Demuestra una máxima que: EL CONOCIMIENTO ES PODER. Por lo tanto, este bien no solo tiene repercusiones hacia lo externo de nosotros, sino también hacia lo interno, de suerte que el saber también nos va modelando como individuos pues, por lo general, respondemos a lo que acontece en la vida recurriendo a la erudición de la cual gozamos.

Sin embargo, hay periodos existenciales que nos obligan a cuestionarnos lo que sabemos. En el transitar de la infancia a la adolescencia y de esta a la adultez, las percepciones objetivas y subjetivas se van modificando, lo que puede suscitar que lo que ayer era una afirmación se convierta hoy en una fantasía o falsedad. Por otro lado, lo estudios y/o experiencias adquiridas desafían nuestras certidumbres y/o convicciones, haciéndonos observar que hay más de lo que captamos, conocemos o pensamos.

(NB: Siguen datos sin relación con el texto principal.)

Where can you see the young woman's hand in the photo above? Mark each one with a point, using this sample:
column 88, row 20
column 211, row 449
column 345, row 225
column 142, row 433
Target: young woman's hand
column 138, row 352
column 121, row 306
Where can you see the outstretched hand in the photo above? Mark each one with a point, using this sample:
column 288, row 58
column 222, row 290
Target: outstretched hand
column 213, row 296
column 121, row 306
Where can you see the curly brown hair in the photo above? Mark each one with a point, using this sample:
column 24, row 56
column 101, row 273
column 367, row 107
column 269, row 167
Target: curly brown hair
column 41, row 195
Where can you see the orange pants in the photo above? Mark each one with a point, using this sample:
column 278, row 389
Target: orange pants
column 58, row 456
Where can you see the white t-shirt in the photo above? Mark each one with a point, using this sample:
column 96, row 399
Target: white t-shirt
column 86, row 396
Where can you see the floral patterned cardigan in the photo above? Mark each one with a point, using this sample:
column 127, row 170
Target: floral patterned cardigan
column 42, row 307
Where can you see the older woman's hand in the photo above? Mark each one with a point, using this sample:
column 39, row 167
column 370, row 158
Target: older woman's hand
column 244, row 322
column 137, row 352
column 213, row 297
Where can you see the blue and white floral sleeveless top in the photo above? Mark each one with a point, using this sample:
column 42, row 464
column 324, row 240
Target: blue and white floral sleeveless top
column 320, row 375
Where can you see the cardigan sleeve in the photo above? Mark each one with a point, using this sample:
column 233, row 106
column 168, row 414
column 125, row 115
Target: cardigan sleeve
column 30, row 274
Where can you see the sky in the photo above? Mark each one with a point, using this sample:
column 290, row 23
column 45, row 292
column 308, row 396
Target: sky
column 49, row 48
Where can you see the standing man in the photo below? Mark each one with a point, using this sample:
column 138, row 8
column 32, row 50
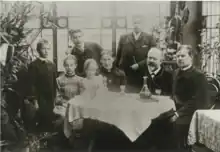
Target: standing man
column 158, row 78
column 84, row 50
column 42, row 81
column 133, row 48
column 189, row 94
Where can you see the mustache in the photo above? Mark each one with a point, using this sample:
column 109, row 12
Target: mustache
column 151, row 64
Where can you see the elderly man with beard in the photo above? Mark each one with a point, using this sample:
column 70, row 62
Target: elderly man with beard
column 114, row 77
column 159, row 80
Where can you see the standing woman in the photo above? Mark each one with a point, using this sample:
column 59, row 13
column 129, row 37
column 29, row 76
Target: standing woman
column 114, row 78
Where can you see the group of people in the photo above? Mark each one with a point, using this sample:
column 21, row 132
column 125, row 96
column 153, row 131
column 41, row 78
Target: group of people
column 89, row 70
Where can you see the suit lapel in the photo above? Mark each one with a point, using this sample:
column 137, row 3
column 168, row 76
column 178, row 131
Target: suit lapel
column 131, row 38
column 140, row 37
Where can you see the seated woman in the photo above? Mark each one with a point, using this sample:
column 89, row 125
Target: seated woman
column 114, row 78
column 92, row 87
column 68, row 85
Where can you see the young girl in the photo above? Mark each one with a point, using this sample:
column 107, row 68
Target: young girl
column 93, row 84
column 68, row 85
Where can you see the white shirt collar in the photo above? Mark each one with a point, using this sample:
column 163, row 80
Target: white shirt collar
column 186, row 68
column 136, row 36
column 82, row 47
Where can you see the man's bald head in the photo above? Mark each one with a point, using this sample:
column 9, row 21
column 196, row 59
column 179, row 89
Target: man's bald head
column 154, row 58
column 157, row 53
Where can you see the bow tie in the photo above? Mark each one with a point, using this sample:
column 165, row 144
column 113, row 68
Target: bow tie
column 152, row 74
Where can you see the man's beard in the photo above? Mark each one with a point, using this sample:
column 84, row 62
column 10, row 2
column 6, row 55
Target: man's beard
column 152, row 66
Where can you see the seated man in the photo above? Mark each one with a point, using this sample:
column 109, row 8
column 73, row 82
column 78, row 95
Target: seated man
column 159, row 133
column 158, row 77
column 189, row 94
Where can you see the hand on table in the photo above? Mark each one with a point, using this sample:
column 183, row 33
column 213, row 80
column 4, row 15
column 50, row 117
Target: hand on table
column 174, row 118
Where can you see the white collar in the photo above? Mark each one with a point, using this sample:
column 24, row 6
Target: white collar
column 136, row 35
column 82, row 47
column 155, row 72
column 186, row 68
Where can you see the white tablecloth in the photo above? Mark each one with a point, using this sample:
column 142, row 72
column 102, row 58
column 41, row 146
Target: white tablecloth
column 128, row 112
column 205, row 129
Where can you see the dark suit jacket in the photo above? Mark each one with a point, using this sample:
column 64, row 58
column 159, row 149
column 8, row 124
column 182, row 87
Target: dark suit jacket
column 115, row 78
column 91, row 50
column 128, row 49
column 42, row 83
column 162, row 80
column 189, row 93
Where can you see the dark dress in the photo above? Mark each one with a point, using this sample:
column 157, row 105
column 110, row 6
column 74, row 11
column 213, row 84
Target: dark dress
column 189, row 94
column 91, row 50
column 114, row 78
column 129, row 52
column 162, row 80
column 42, row 84
column 159, row 133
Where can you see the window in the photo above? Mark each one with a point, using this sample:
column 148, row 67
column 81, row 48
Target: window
column 211, row 13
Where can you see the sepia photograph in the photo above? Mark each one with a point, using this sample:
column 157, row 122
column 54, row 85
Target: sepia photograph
column 110, row 76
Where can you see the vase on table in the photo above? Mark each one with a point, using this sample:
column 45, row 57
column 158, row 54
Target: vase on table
column 145, row 92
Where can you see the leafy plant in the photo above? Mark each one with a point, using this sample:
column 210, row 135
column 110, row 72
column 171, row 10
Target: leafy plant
column 209, row 48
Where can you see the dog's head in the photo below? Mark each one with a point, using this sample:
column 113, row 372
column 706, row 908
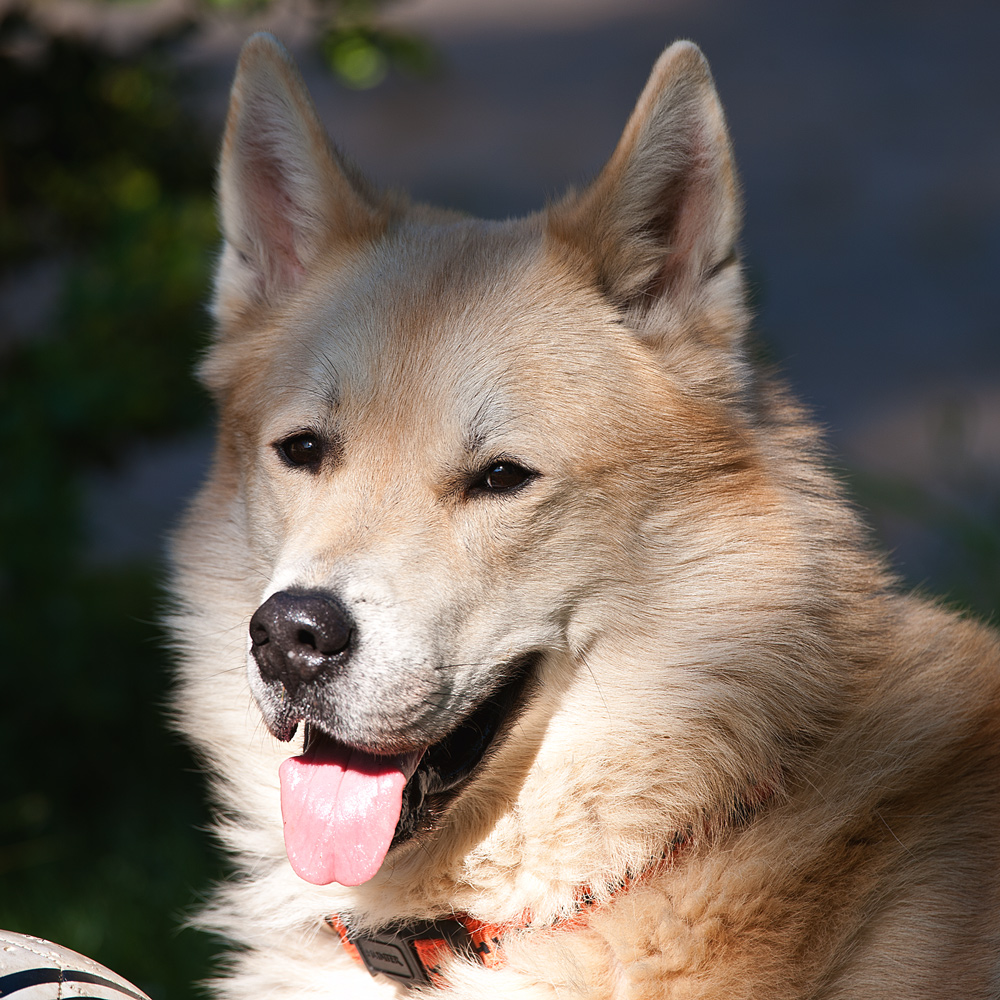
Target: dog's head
column 468, row 461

Ante dichas circunstancias dos comportamientos básicamente nos gobiernan. El primero es aferrarnos a lo que creemos, aunque la evidencia nos indique lo contrario; o, el segundo, remplazar nuestros conceptos por nuevos contenidos. Lo cierto es que ambos casos terminan siendo complejos ya que llevan implícito una carga valorativa y emocional. Por ello, deslastrarse de lo asimilado de modo intelectual y vivencial habitualmente no es sencillo, pero es un acto esencial si queremos apostar al crecimiento personal.

La perspectiva de que hemos vivido equivocados (o engañados) genera en mayor o menor medida un grado de ansiedad puesto que de allí podría derivar lo bueno o malo que hayamos aplicado con otros, o con nosotros mismos, y esto muchas veces involucra hasta la autoestima. Ciertamente, provoca gran incomodidad el pensar o tener la sensación de que perdimos el tiempo formándonos en algo que resultó falso.  

Pero, deberíamos contemplar que estar errados, en parte o en la totalidad de nuestra instrucción, es una posibilidad y esto no necesariamente nos hace sujetos descuidados o poco inteligentes. La acción misma de reconocer que lo que habíamos concebido era incorrecto ya es un ejercicio de lucidez que hablaría muy bien de la facultad de lógica, razonamiento y de aportar soluciones a los problemas que nos desafíen. Pensemos que aun de la equivocación es posible extraer enseñanzas y por ello es preciso que desarrollemos la habilidad para sacar lo positivo de lo negativo.

Es conveniente comprender que realmente son muy pocas las verdades de las cuales disponemos para dar por sentadas de manera inmutable o eternamente. Esto se ha confirmado con algunas teorías científicas del pasado que en el presente suelen resultarnos cómicas, absurdas o siquiera impensables, pero en su época y contexto fueron serias y trascendentes. De hecho, ilustres matemáticos contemporáneos, basándose en trabajos pretéritos y actuales, comienzan a impugnar la probabilidad de las matemáticas para invariablemente darnos respuestas a todo (encuentran que hay fallas y límites para comprobar un significativo número de hipótesis o planteamientos). Por ello, aún en las ciencias debemos ser cuidadosos y aceptar márgenes de error.

De acuerdo a lo expuesto, el cambio, que es lo más constante que podemos señalar en nuestro crecer y existir (fuera de ciertas verdades dogmáticas que se condensan en los ámbitos espirituales o religiosos). Por ello, disfrutemos y apasionémonos por el aprendizaje, pero conscientes de que necesitamos aprender a aprender, aprender a desaprender y desaprender lo aprendido cuando esto último sea inevitable.